Andy, tan conocido por su timidez y sus silencios, demostró a la hora de ganarse a sus futuros patronos un descaro y un ingenio dignos de los héroes de Mark Twain. Una carrera freelance está sembrada de escollos, no hay nada garantizado por anticipado y es necesario renovarse y seducir a diario. Su aspecto físico, poco atractivo, habría podido perjudicarle en un mundo obsesionado por las apariencias. Sus camaradas no habían tardado en apodarlo «Andy Piltrafa», porque iba poco menos que como un pordiosero. Pearlstein intentaba encauzarlo bien que mal, trataba de convencerlo de no ser tan descuidado, pero Andy se había dado cuenta de que su imagen de chico pobre y desaliñado, pero muy trabajador, despertaba un sentimiento de protección casi maternal entre no pocas mujeres, quienes solicitaban sus servicios en parte para socorrerlo. Existía un contraste conmovedor entre su apariencia y el gran refinamiento de sus dibujos.

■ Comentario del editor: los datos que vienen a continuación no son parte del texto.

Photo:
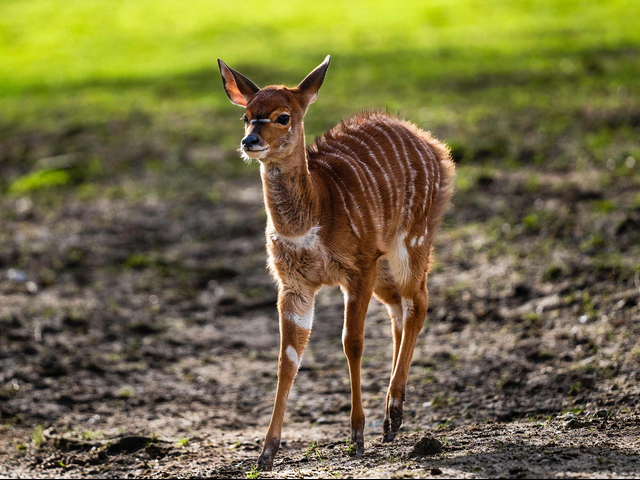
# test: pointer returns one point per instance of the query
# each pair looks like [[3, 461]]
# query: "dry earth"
[[138, 338]]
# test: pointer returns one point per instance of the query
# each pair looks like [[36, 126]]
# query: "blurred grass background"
[[119, 87]]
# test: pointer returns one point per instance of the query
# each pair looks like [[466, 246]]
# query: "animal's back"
[[387, 174]]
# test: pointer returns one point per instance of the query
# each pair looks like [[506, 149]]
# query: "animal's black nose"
[[250, 141]]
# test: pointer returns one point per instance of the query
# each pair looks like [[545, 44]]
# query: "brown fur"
[[359, 209]]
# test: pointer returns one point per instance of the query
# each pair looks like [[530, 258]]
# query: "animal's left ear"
[[309, 87], [239, 88]]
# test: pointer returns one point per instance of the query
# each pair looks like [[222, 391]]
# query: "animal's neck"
[[289, 194]]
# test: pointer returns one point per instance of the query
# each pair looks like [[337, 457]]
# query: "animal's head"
[[273, 115]]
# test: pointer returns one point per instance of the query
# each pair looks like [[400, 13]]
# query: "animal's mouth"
[[255, 149], [256, 153]]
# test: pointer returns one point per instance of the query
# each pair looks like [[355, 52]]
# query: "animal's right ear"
[[239, 88]]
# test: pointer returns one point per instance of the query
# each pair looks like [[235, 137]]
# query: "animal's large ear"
[[309, 87], [238, 87]]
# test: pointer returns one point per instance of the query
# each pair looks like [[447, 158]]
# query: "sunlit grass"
[[543, 82]]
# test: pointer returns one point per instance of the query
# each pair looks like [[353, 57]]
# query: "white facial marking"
[[293, 356], [306, 240]]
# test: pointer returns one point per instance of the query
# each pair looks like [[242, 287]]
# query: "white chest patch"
[[293, 356], [304, 241]]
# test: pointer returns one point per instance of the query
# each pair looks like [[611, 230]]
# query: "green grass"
[[548, 83]]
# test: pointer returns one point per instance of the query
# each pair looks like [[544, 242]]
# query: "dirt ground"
[[139, 338]]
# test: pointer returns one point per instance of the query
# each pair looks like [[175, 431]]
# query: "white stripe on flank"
[[293, 356], [399, 160], [417, 143], [398, 259], [344, 200], [363, 189], [409, 167], [396, 197], [384, 173], [374, 189]]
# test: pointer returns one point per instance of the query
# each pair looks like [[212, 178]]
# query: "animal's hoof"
[[388, 437], [356, 450], [264, 464]]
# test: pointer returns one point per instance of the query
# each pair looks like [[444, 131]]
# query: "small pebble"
[[426, 446]]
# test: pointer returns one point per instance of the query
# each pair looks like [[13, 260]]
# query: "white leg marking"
[[293, 356], [306, 240], [407, 309], [395, 311], [303, 321]]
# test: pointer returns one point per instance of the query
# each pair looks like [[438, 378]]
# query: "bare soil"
[[139, 338]]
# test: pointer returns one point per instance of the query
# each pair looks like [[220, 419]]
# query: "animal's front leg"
[[296, 319]]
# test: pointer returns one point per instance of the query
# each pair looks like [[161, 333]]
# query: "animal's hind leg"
[[414, 314], [387, 292]]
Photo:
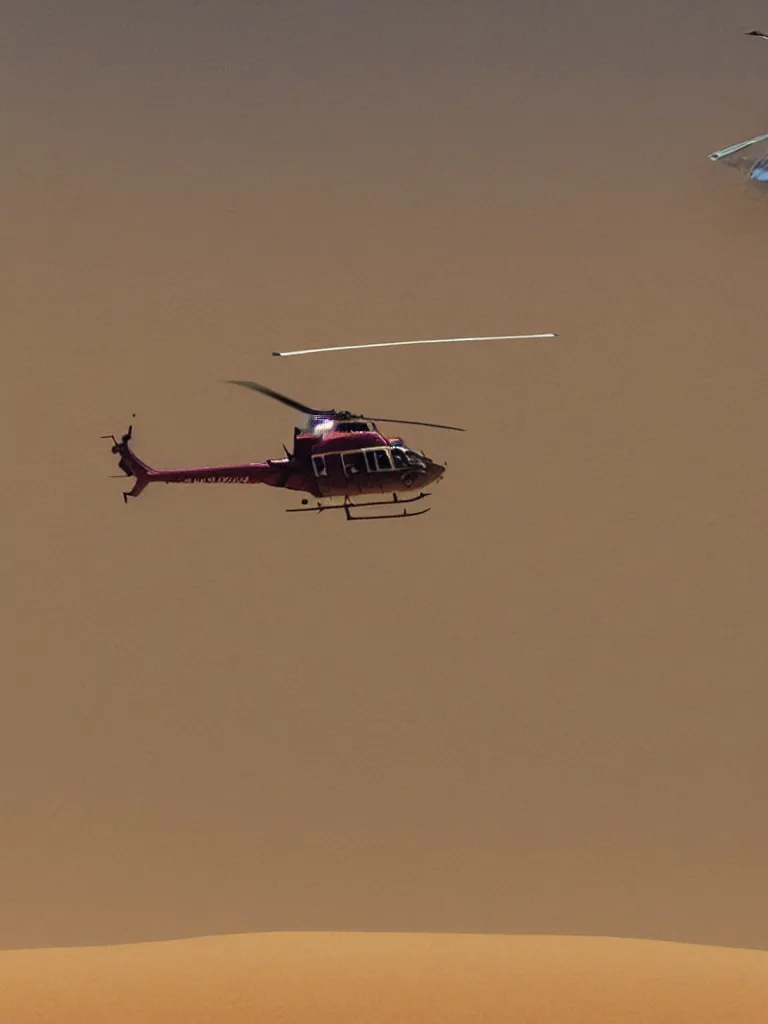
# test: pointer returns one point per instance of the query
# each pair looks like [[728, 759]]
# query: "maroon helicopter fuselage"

En su diario, en la entrada del 20 de noviembre de 1986, Warhol explica cuál era su táctica para lograr determinados propósitos. Al contrario que sus competidores, que acudían a las oficinas en cuanto abrían, Andy se presentaba a las redacciones y las agencias más tarde, cuando los directores artísticos de ambos sexos comenzaban a mostrar señales de cansancio, después de toda una sucesión de entrevistas. Era entonces cuando se lanzaba al asalto, porque cedían más fácilmente tras una larga sesión matinal. Lo ideal según él era preguntar por ellos a la hora del almuerzo. El teléfono sonaba menos, estaban más disponibles y deseosos de terminar lo antes posible. A su debido tiempo, la estrategia dio sus frutos. Una vez terminadas todas sus gestiones, volvía al apartamento con Philip y se ponía a trabajar de inmediato, hasta altas horas de la noche, para, a la mañana siguiente, salir en busca de una nueva cosecha. Sentado en su cocina-cuarto de baño, dibujaba, dibujaba, dibujaba.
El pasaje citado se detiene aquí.